February 22 is National Cat day in Japan. It originates from the number 2, pronounced as “ni”, since it sounds similar to the cry of a cat, often imitated as “Nyah” in Japanese.

Today, let us introduce “maneki-neko”, a common Japanese figurine of a cat.
The figurine depicts a cat beckoning with an upright paw, which is believed to bring good luck to the owner. It is also common for business owners to display them in stores, restaurants or offices hoping to increase the amount of business. There are numerous types of maneki-neko all over the country, and there are various meanings to each.

Gotokuji temple is one of the birthplaces of maneki-neko. About a 4 minute ride from Shimokitazawa station on the Odakyu line, you will reach “Gotokuji station” from which you can walk to Gotokuji temple.

Here is the maneki-neko history of Gotokuji temple: One day, a feudal lord who was famous in the 1600s, coincidently walked by the temple, and he saw a cat that looked as if it is beckoning him to come in. The lord decided to stop by and follow the cat, and soon after a thunderstorm began, and thanks to the cat he could avoid the storm as well as hear a sermon of Buddhist teachings.
Eventually, the lord collected funds to rebuild Gotokuji temple, which was not so rich at the time. The priest was thankful for the deeds of the cat, and started to worship it as a figurine.
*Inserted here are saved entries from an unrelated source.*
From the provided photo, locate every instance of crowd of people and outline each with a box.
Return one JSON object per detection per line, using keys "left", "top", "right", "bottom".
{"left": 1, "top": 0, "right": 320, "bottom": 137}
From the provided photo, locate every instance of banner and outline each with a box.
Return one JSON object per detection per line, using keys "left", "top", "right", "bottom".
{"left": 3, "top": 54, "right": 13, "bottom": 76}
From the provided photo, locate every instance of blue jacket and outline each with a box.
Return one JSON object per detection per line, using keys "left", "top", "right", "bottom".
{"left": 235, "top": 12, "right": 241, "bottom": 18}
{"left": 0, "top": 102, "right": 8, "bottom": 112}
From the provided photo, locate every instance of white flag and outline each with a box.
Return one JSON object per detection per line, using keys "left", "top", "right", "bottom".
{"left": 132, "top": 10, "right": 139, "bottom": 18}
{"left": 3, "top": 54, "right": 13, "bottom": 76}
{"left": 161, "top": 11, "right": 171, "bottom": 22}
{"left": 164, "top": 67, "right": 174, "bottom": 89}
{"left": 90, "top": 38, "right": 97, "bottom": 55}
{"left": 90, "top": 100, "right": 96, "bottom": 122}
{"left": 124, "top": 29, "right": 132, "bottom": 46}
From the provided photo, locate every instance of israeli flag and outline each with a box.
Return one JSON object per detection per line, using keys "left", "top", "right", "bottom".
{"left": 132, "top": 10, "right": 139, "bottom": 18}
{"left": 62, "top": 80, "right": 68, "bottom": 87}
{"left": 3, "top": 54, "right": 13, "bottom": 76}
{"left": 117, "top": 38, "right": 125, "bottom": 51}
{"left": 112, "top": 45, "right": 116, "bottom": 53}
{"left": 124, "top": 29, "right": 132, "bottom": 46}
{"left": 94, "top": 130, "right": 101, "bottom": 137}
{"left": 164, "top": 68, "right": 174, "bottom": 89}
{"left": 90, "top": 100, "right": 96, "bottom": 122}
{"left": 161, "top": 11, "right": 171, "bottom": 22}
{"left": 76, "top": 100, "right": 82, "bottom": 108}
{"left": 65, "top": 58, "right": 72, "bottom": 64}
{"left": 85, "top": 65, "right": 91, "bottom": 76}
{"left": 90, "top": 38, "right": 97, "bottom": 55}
You might be astonished to see the “Shofuku-den”, filled with numerous maneki-nekos. This has been a place where people get a maneki-neko and take it back to their home with their wish, then they come to this place to give it back, once their wish comes true. How about spending Cat day surrounded by the numerous maneki-neko who made peoples wishes come true? They should bring good luck to you as well.